Neiva afirma ainda que outro efeito direto da composição igualitária entre os estados é o fortalecimento
do PMDB. “Ele tem muita força na Câmara, claro, mas no Senado é ainda mais forte.”
Os números reforçam a fala do professor. Atualmente, os peemedebistas ocupam cerca de 13% das
cadeiras entre os deputados e 23% entre os senadores. Destes, apenas quatro, de um total de 19, foram
eleitos fora do Norte, Nordeste ou Centro-Oeste. A teoria também pode ser ilustrada pela lista de
presidentes da Casa – nenhum era das regiões Sul ou Sudeste. Dez dos 12 senadores que ocuparam o
posto mais alto na hierarquia desde 1985 eram do PMDB. E, ainda no sentido do que diz o professor, os
únicos não peemedebistas a ocupar a Presidência da Casa eram do Norte e do Nordeste – Tião Viana
(PT-AC) e Antônio Carlos Magalhães (PFL, atual DEM-BA). Apesar da força dos estados menos
populosos, Neiva não vê o Senado mais atento a questões regionais do que a Câmara.
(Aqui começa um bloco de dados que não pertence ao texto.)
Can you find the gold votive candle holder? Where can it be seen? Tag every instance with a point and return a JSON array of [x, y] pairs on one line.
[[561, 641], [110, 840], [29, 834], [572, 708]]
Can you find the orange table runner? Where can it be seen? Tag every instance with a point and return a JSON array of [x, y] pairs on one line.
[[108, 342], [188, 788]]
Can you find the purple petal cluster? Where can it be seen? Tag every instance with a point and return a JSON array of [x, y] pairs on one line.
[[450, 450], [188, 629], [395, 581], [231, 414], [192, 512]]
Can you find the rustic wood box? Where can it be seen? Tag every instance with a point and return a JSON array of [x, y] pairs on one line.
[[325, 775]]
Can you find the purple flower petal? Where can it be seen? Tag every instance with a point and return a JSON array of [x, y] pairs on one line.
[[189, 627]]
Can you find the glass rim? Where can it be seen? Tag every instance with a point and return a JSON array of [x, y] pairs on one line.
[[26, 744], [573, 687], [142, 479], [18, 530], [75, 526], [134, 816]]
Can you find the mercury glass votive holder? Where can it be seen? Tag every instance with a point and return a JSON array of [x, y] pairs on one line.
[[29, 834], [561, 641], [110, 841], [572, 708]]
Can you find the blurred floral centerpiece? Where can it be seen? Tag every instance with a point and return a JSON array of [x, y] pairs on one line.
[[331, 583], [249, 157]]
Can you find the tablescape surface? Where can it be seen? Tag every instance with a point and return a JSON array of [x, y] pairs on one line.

Ainda em comparação à outra Casa, ele diz que o tom mais sóbrio dos senadores, além do perfil político
de maior experiência, deve-se a uma soma de fatores. “A característica fundamental, por conta desse
tamanho reduzido, é o face a face. Eles se conhecem melhor. Quando você tem um grupo de 81 pessoas
convivendo juntas por pelo menos oito anos, isso gera uma interação mais próxima que se reflete
inclusive em uma forma de negociar mais fácil. Quando vemos aquelas brigas e polêmicas, claro que eles
estão jogando para a plateia – mas nos bastidores têm muito mais condições de negociar.”